Может быть, сострадательный одиночка и воплощает собой требование всеобщего, заставуляющее жить сострадая вопреки общепринятому, вопреки природе и обществу, ему в том отказывающим. Но единство со всеобщим как с внутренним, осуществляемое одиночкой, оказывается по слабости его самого обманчивым. Не кротость, но ограниченность сострадания делает его сомнительным, его всегда недостаточно. Подобно тому, как стоическая апатия, с которой буржуазная холодность, эта полная противоположность состраданию, хранит убогую преданность всеобщему, от которого она отреклась, более, нежели соучаствующая в нём община, адаптировавшаяся к мирозданию, разоблачители сострадания негативно признают себя сторонниками революции. Нарциссические деформации сострадания, такие как энтузиазм филантропа и моральное удовлетворение работника сферы социального обеспечения суть не что иное, как глубоко прочувствованная констатация различия между бедным и богатым. Правда, непредусмотрительно проговорившись о пристрастии к жестокости, философия сделала её доступной тем, кто менее всего был способен извинить ей это признание.
Фашистскими хозяевами мира чувство отвращения к состраданию было преобразовано в чувство отвращения к политической терпимости и в воззвание о введении чрезвычайного положения, в чём они сошлись с Шопенгауэром, метафизиком сострадания. Последний считал надежду на обустройство человечества самонадеянным безрассудством того, кому не остаётся более надеяться ни на что, кроме несчастья. Противники сострадания не пожелали отождествить человека с несчастьем. Существование несчастья было для них позором. Их деликатное бессилие не могло стерпеть того, чтобы по отношению к человеку была выказана жалость. С отчаяния переключились они на восхваление власти, от которой они, тем не менее, на практике всегда отмежевывались там, где мостили для неё пути.

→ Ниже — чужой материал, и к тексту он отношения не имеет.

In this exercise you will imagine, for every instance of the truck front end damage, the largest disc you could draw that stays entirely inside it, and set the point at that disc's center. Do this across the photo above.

Доброта и благожелательность становятся грехом, господство и угнетение — добродетелью. «Все хорошее было некогда дурным; каждым первородным грехом была порождена первородная добродетель». [155] К этому самым серьёзным образом относится Жюльетта и в эпоху Нового времени, ей впервые совершенно сознательно осуществляется тут переоценка ценностей. После того, как все идеологии были уничтожены, возводит она то, что христианством в идеологии, но не всегда на практике, считалось чудовищным, в принцип собственной морали. Как истинный философ остаётся она при этом холодной и рефлектирующей. Всё происходит без иллюзий. На Поскольку мы не верим в Бога, моя дорогая, сказала я ей, те осквернения святынь, которых ты алчешь, являются не предложение Клэрвил совершить святотатство она отвечает: «чем иным, как совершенно бесполезным ребячеством… Вероятно я ещё более тверда чем ты; мой атеизм достиг апогея. Поэтому не воображай, что я нуждаюсь в тех ребячествах, которые ты мне предлагаешь, чтобы утвердиться в нём; я сделаю это, потому что тебе они доставляют удовольствие, но только для забавы» — американская убийца Энни Генри сказала бы just for fun — «и никогда не сделаю это в качестве чего-то необходимого, будь то для того, чтобы упрочить мой образ мыслей, будь то для того, чтобы убедить в нём других».[156]
Просияв от эфемерное любезности по отношению к сообщнице, она позволяет взять верх своим принципам. Беззаконие, ненависть, разрушение становятся даже функциональными после того, как из-за формализации разума все цели, в качестве иллюзий, утрачивают характер необходимых и объективных. Чары превращаются в просто действие, средство, короче — в индустрию. Формализация разума является попросту интеллектуальным выражением машинизированного способа производства.
Средство фетишизируется: им поглощается стремление. Подобно тому, как в теории Просвещение превращает в иллюзии те цели, которыми украшало себя господство прежних времён, оно лишает его, благодаря возможности изобилия, и практического основания. Господство выживает как самоцель в форме экономической власти. Наслаждение уже обнаруживает признаки чего-то устаревшего и несущественного, подобно метафизике, его запрещавшей. Жюльетта говорит о мотивах преступления. [157] Она сама ничуть не менее честолюбива и корыстолюбива, чем её друг Сбригани, но она обоготворяет запретное. Сбригани, этот человек средства и долга, является более передовым. «Обогащаться, вот о чём идёт речь, и мы оказываемся в высшей степени виновными, когда не достигаем этой цели; только тогда, когда уже находишься на верном пути к тому, чтобы стать богатым, можно позволить себе пожинать удовольствия: до тех пор следует забыть о них». При всём своём рациональном превосходстве Жюльетта продолжает оставаться в чём-то суеверной.